勉強の哲学

千葉雅也『勉強の哲学 来るべきバカのために』文藝春秋、2017


著者は哲学者。ドゥルーズガタリが専門の人。立命館大学准教授。

この本は、著者流の、「勉強マニュアル+勉強するということの考え方」。まあ、おもしろい。

勉強するということは「変身」すること。人は変身がコワイから、勉強がコワイのだとおっしゃっている。前半はいいとして、後半はどうなの?単にめんどくさいだけじゃないの?というか、著者は、何度も何度も変身できるのか?ドゥルーズガタリから、ガタッと考えを変えられるの?

というようなことは思いつくが、それはとりあえずいいわ。著者は、「自分とは、環境のノリに乗っ取られていて、それを言葉でバラしていくのが勉強だ」という。それはそのとおり。勉強とは言語偏重の人だとおっしゃっている。それもそのとおり。

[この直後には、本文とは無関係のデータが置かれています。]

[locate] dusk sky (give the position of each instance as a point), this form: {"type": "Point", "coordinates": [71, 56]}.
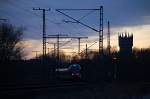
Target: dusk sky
{"type": "Point", "coordinates": [131, 16]}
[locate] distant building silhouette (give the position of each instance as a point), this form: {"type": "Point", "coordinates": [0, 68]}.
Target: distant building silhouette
{"type": "Point", "coordinates": [125, 44]}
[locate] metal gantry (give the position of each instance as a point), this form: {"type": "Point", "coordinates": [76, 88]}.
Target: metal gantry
{"type": "Point", "coordinates": [100, 30]}
{"type": "Point", "coordinates": [44, 29]}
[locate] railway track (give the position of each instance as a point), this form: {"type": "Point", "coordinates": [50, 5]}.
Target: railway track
{"type": "Point", "coordinates": [36, 87]}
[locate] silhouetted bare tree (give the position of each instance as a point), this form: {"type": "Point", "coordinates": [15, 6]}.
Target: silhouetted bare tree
{"type": "Point", "coordinates": [10, 45]}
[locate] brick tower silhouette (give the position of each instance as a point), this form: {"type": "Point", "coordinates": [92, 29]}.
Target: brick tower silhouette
{"type": "Point", "coordinates": [125, 44]}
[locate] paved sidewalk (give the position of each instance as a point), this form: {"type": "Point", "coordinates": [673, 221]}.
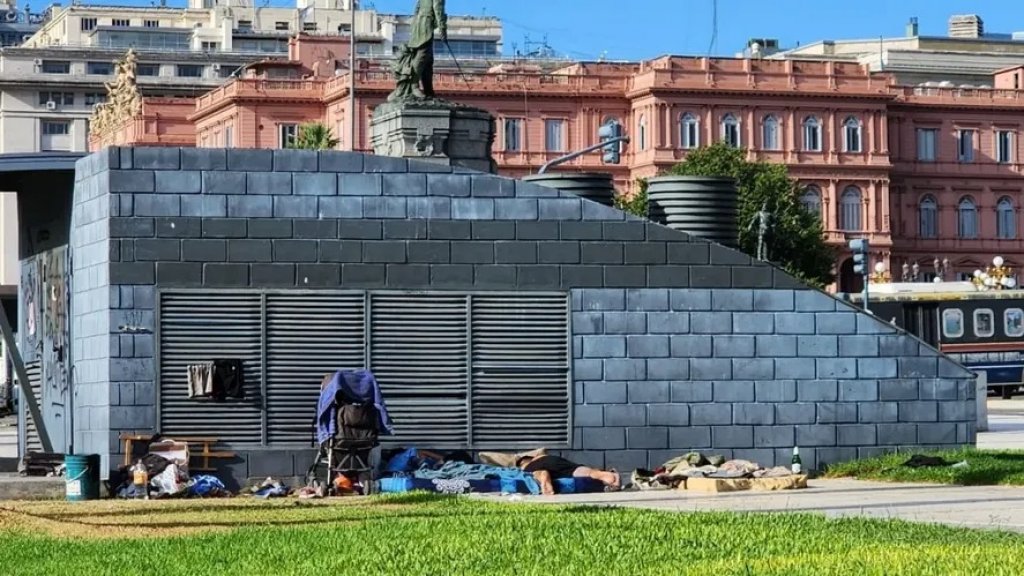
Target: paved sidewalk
{"type": "Point", "coordinates": [991, 507]}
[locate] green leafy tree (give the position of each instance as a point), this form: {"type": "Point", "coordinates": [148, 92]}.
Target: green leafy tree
{"type": "Point", "coordinates": [796, 239]}
{"type": "Point", "coordinates": [314, 135]}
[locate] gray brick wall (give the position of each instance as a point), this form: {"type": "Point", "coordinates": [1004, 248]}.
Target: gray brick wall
{"type": "Point", "coordinates": [679, 343]}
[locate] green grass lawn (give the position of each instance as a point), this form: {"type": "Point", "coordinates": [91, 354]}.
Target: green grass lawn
{"type": "Point", "coordinates": [985, 467]}
{"type": "Point", "coordinates": [420, 535]}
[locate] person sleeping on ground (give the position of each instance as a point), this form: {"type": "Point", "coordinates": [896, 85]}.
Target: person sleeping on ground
{"type": "Point", "coordinates": [546, 468]}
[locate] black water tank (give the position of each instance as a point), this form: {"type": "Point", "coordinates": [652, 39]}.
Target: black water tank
{"type": "Point", "coordinates": [702, 206]}
{"type": "Point", "coordinates": [596, 187]}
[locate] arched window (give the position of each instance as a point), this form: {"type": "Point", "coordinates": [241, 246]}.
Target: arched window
{"type": "Point", "coordinates": [811, 200]}
{"type": "Point", "coordinates": [689, 131]}
{"type": "Point", "coordinates": [642, 131]}
{"type": "Point", "coordinates": [730, 130]}
{"type": "Point", "coordinates": [849, 209]}
{"type": "Point", "coordinates": [852, 131]}
{"type": "Point", "coordinates": [967, 213]}
{"type": "Point", "coordinates": [770, 136]}
{"type": "Point", "coordinates": [1006, 219]}
{"type": "Point", "coordinates": [929, 209]}
{"type": "Point", "coordinates": [812, 134]}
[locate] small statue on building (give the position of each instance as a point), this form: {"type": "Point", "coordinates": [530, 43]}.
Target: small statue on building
{"type": "Point", "coordinates": [414, 69]}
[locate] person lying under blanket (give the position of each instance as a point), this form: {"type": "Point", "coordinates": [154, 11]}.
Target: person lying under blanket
{"type": "Point", "coordinates": [547, 467]}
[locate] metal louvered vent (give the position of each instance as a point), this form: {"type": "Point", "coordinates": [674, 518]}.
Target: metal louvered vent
{"type": "Point", "coordinates": [419, 352]}
{"type": "Point", "coordinates": [520, 389]}
{"type": "Point", "coordinates": [307, 336]}
{"type": "Point", "coordinates": [202, 327]}
{"type": "Point", "coordinates": [32, 442]}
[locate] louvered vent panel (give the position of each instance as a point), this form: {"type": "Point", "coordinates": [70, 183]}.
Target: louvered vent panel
{"type": "Point", "coordinates": [308, 336]}
{"type": "Point", "coordinates": [520, 371]}
{"type": "Point", "coordinates": [197, 328]}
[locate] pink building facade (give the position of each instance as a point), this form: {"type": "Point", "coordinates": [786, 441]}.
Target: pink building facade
{"type": "Point", "coordinates": [924, 173]}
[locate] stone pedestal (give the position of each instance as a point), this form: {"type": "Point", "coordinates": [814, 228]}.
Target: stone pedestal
{"type": "Point", "coordinates": [434, 131]}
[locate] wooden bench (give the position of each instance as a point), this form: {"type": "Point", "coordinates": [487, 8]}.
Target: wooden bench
{"type": "Point", "coordinates": [205, 442]}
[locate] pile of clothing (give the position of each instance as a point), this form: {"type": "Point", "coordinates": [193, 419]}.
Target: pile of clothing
{"type": "Point", "coordinates": [694, 464]}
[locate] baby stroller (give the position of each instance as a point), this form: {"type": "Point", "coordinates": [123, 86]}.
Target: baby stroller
{"type": "Point", "coordinates": [350, 417]}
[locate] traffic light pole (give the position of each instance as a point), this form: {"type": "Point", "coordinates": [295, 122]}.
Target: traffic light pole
{"type": "Point", "coordinates": [576, 155]}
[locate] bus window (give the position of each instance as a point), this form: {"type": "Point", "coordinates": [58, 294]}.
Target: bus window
{"type": "Point", "coordinates": [983, 323]}
{"type": "Point", "coordinates": [952, 323]}
{"type": "Point", "coordinates": [1014, 322]}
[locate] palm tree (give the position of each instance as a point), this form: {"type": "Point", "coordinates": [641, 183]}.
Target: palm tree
{"type": "Point", "coordinates": [314, 135]}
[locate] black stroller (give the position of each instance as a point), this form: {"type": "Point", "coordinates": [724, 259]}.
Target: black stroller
{"type": "Point", "coordinates": [343, 458]}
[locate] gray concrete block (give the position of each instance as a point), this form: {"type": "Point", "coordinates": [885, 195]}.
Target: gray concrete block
{"type": "Point", "coordinates": [773, 437]}
{"type": "Point", "coordinates": [335, 161]}
{"type": "Point", "coordinates": [360, 184]}
{"type": "Point", "coordinates": [604, 393]}
{"type": "Point", "coordinates": [897, 435]}
{"type": "Point", "coordinates": [223, 228]}
{"type": "Point", "coordinates": [775, 346]}
{"type": "Point", "coordinates": [204, 159]}
{"type": "Point", "coordinates": [937, 389]}
{"type": "Point", "coordinates": [754, 369]}
{"type": "Point", "coordinates": [732, 300]}
{"type": "Point", "coordinates": [603, 299]}
{"type": "Point", "coordinates": [922, 411]}
{"type": "Point", "coordinates": [711, 368]}
{"type": "Point", "coordinates": [711, 414]}
{"type": "Point", "coordinates": [625, 415]}
{"type": "Point", "coordinates": [816, 435]}
{"type": "Point", "coordinates": [689, 438]}
{"type": "Point", "coordinates": [248, 160]}
{"type": "Point", "coordinates": [733, 391]}
{"type": "Point", "coordinates": [878, 412]}
{"type": "Point", "coordinates": [606, 438]}
{"type": "Point", "coordinates": [250, 206]}
{"type": "Point", "coordinates": [775, 391]}
{"type": "Point", "coordinates": [647, 346]}
{"type": "Point", "coordinates": [315, 184]}
{"type": "Point", "coordinates": [317, 276]}
{"type": "Point", "coordinates": [732, 437]}
{"type": "Point", "coordinates": [157, 205]}
{"type": "Point", "coordinates": [898, 389]}
{"type": "Point", "coordinates": [687, 345]}
{"type": "Point", "coordinates": [265, 276]}
{"type": "Point", "coordinates": [203, 250]}
{"type": "Point", "coordinates": [756, 414]}
{"type": "Point", "coordinates": [798, 413]}
{"type": "Point", "coordinates": [179, 181]}
{"type": "Point", "coordinates": [796, 368]}
{"type": "Point", "coordinates": [944, 434]}
{"type": "Point", "coordinates": [837, 413]}
{"type": "Point", "coordinates": [712, 323]}
{"type": "Point", "coordinates": [647, 438]}
{"type": "Point", "coordinates": [218, 275]}
{"type": "Point", "coordinates": [877, 367]}
{"type": "Point", "coordinates": [668, 415]}
{"type": "Point", "coordinates": [586, 323]}
{"type": "Point", "coordinates": [632, 369]}
{"type": "Point", "coordinates": [385, 207]}
{"type": "Point", "coordinates": [295, 207]}
{"type": "Point", "coordinates": [858, 391]}
{"type": "Point", "coordinates": [588, 369]}
{"type": "Point", "coordinates": [790, 323]}
{"type": "Point", "coordinates": [158, 249]}
{"type": "Point", "coordinates": [733, 346]}
{"type": "Point", "coordinates": [290, 160]}
{"type": "Point", "coordinates": [691, 392]}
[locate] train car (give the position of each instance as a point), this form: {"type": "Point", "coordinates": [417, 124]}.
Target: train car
{"type": "Point", "coordinates": [982, 330]}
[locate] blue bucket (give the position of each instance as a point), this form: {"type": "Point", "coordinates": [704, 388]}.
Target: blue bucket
{"type": "Point", "coordinates": [82, 477]}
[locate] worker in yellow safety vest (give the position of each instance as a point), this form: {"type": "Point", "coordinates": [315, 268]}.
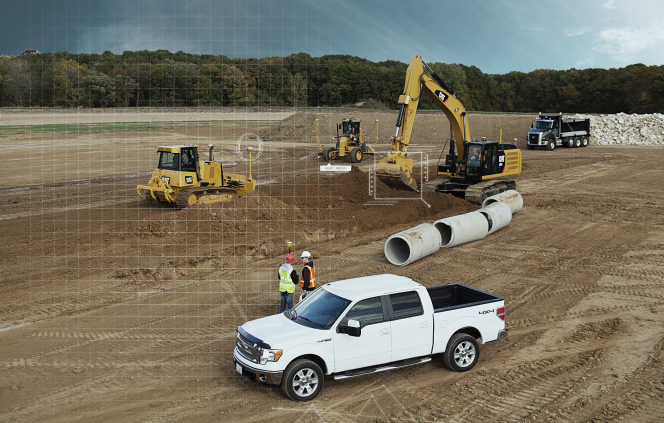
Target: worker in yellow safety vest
{"type": "Point", "coordinates": [308, 279]}
{"type": "Point", "coordinates": [287, 280]}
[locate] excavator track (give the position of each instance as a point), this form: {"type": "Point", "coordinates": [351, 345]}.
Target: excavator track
{"type": "Point", "coordinates": [432, 185]}
{"type": "Point", "coordinates": [204, 195]}
{"type": "Point", "coordinates": [477, 193]}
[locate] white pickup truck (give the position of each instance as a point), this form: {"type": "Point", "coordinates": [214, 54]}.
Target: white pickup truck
{"type": "Point", "coordinates": [365, 325]}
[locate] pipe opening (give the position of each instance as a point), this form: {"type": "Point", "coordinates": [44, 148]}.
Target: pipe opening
{"type": "Point", "coordinates": [445, 233]}
{"type": "Point", "coordinates": [488, 218]}
{"type": "Point", "coordinates": [397, 250]}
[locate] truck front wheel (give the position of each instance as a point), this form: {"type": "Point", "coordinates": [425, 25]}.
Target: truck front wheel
{"type": "Point", "coordinates": [302, 380]}
{"type": "Point", "coordinates": [462, 353]}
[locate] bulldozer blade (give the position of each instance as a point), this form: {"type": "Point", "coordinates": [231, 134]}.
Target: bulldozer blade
{"type": "Point", "coordinates": [393, 176]}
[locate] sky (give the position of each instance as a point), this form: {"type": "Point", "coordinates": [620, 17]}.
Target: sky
{"type": "Point", "coordinates": [497, 36]}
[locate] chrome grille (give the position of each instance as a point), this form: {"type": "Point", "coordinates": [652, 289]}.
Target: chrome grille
{"type": "Point", "coordinates": [245, 347]}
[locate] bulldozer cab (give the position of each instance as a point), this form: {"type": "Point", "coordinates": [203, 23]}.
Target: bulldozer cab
{"type": "Point", "coordinates": [181, 159]}
{"type": "Point", "coordinates": [483, 158]}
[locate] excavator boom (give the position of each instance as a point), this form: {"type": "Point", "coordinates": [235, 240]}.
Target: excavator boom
{"type": "Point", "coordinates": [396, 169]}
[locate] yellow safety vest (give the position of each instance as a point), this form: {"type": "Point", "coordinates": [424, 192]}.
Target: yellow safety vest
{"type": "Point", "coordinates": [285, 282]}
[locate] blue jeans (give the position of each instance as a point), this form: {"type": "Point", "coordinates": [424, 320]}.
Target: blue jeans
{"type": "Point", "coordinates": [286, 301]}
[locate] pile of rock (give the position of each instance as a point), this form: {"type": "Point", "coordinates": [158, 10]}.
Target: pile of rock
{"type": "Point", "coordinates": [626, 129]}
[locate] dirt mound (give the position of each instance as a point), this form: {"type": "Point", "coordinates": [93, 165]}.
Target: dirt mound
{"type": "Point", "coordinates": [430, 128]}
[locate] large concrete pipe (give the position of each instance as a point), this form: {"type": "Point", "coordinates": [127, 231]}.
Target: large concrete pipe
{"type": "Point", "coordinates": [412, 244]}
{"type": "Point", "coordinates": [512, 198]}
{"type": "Point", "coordinates": [498, 215]}
{"type": "Point", "coordinates": [460, 229]}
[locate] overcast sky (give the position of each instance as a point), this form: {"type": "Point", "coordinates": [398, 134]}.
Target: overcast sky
{"type": "Point", "coordinates": [497, 36]}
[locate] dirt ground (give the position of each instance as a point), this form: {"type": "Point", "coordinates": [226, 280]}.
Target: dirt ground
{"type": "Point", "coordinates": [114, 310]}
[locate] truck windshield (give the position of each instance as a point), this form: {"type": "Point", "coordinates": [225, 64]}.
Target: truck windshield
{"type": "Point", "coordinates": [321, 309]}
{"type": "Point", "coordinates": [543, 124]}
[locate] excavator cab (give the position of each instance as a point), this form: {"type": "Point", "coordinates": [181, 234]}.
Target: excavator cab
{"type": "Point", "coordinates": [351, 130]}
{"type": "Point", "coordinates": [485, 158]}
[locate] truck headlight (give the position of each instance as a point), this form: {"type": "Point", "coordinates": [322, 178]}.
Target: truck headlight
{"type": "Point", "coordinates": [269, 355]}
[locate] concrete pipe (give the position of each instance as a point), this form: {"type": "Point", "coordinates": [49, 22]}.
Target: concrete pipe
{"type": "Point", "coordinates": [461, 229]}
{"type": "Point", "coordinates": [512, 198]}
{"type": "Point", "coordinates": [412, 244]}
{"type": "Point", "coordinates": [498, 215]}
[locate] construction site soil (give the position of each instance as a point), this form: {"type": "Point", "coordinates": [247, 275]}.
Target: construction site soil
{"type": "Point", "coordinates": [114, 310]}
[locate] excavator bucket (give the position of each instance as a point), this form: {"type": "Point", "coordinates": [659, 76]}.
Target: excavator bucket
{"type": "Point", "coordinates": [395, 176]}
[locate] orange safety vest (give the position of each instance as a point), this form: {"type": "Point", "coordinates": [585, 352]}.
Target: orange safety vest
{"type": "Point", "coordinates": [312, 276]}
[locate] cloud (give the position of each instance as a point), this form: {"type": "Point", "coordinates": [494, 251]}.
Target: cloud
{"type": "Point", "coordinates": [576, 32]}
{"type": "Point", "coordinates": [629, 44]}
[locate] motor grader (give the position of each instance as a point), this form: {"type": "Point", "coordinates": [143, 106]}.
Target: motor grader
{"type": "Point", "coordinates": [182, 179]}
{"type": "Point", "coordinates": [350, 142]}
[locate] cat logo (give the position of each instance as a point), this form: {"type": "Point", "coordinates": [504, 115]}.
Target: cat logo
{"type": "Point", "coordinates": [442, 96]}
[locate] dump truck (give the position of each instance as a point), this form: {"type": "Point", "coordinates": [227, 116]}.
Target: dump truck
{"type": "Point", "coordinates": [182, 179]}
{"type": "Point", "coordinates": [554, 131]}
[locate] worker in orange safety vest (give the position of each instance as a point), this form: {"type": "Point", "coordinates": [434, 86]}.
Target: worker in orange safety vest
{"type": "Point", "coordinates": [308, 279]}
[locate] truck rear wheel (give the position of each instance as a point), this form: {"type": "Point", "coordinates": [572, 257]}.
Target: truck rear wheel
{"type": "Point", "coordinates": [462, 353]}
{"type": "Point", "coordinates": [302, 380]}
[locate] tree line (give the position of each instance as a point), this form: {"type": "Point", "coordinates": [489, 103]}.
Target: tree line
{"type": "Point", "coordinates": [164, 79]}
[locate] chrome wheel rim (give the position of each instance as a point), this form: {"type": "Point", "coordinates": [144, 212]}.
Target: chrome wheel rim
{"type": "Point", "coordinates": [305, 382]}
{"type": "Point", "coordinates": [464, 354]}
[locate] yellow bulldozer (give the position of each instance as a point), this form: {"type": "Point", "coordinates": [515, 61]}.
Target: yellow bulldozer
{"type": "Point", "coordinates": [471, 168]}
{"type": "Point", "coordinates": [182, 179]}
{"type": "Point", "coordinates": [349, 143]}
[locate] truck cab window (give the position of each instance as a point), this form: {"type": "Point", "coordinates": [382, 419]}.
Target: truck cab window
{"type": "Point", "coordinates": [544, 124]}
{"type": "Point", "coordinates": [367, 312]}
{"type": "Point", "coordinates": [169, 161]}
{"type": "Point", "coordinates": [406, 304]}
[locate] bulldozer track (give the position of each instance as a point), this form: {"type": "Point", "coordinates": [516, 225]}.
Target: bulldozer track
{"type": "Point", "coordinates": [182, 199]}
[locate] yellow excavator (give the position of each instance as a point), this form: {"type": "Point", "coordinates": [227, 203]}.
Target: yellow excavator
{"type": "Point", "coordinates": [182, 180]}
{"type": "Point", "coordinates": [471, 167]}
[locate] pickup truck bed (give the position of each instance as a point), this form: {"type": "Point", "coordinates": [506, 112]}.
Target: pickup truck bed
{"type": "Point", "coordinates": [450, 297]}
{"type": "Point", "coordinates": [366, 325]}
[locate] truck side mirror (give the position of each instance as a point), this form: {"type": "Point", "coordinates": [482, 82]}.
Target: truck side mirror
{"type": "Point", "coordinates": [352, 328]}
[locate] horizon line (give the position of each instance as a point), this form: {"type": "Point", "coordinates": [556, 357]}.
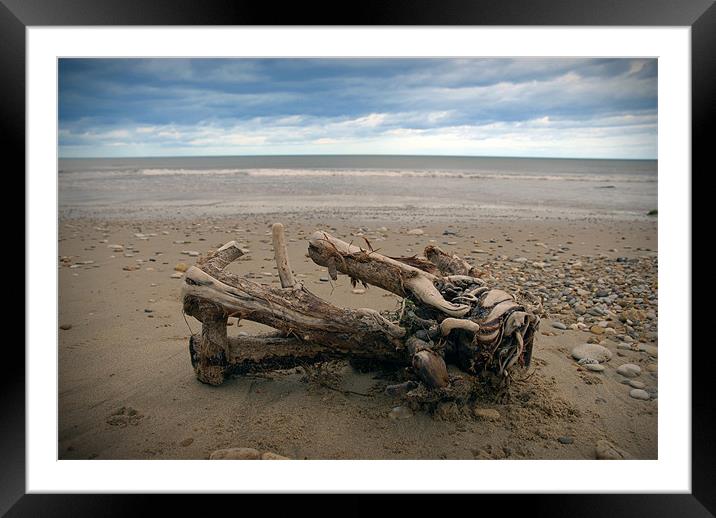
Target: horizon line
{"type": "Point", "coordinates": [353, 155]}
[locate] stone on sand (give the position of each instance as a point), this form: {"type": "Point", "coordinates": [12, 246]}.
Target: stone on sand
{"type": "Point", "coordinates": [592, 351]}
{"type": "Point", "coordinates": [594, 367]}
{"type": "Point", "coordinates": [487, 414]}
{"type": "Point", "coordinates": [629, 370]}
{"type": "Point", "coordinates": [273, 456]}
{"type": "Point", "coordinates": [235, 454]}
{"type": "Point", "coordinates": [400, 412]}
{"type": "Point", "coordinates": [640, 394]}
{"type": "Point", "coordinates": [607, 451]}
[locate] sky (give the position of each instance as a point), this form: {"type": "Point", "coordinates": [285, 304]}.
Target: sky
{"type": "Point", "coordinates": [557, 107]}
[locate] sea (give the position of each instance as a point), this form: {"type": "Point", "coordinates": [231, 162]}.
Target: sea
{"type": "Point", "coordinates": [389, 186]}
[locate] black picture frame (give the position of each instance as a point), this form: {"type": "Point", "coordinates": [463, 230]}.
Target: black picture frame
{"type": "Point", "coordinates": [700, 15]}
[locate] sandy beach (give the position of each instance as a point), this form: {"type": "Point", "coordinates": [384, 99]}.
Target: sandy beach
{"type": "Point", "coordinates": [127, 389]}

思考の道具は、「アイロニー」=ツッコミと、「ユーモア」=ボケ。これでどんどん作っては崩していけというおはなし。なんかどっかで昔聞いたような気がする。脱構築とか?著者は、「アイロニーから決断主義へ」とも言っているので、単純に「逃走論」みたいなことを言っているわけではないが、微妙だわ。

自分の立ち位置をいつも見直すというのは著者の言う通り、必要なことだと思う。勉強はそのためのもの。しかし、これは思索の方法としてはいいが、「勉強一般」のことと考えていいのかなあ。著者は事実にベタッと張り付いて調べている人のことはどう思っているんだろう。

これはこれでいいと思うし、思索を深めたいと思っている人間には読んで損はしないと思う。しかし、事実につくことはこれはこれで大切だと思うけど。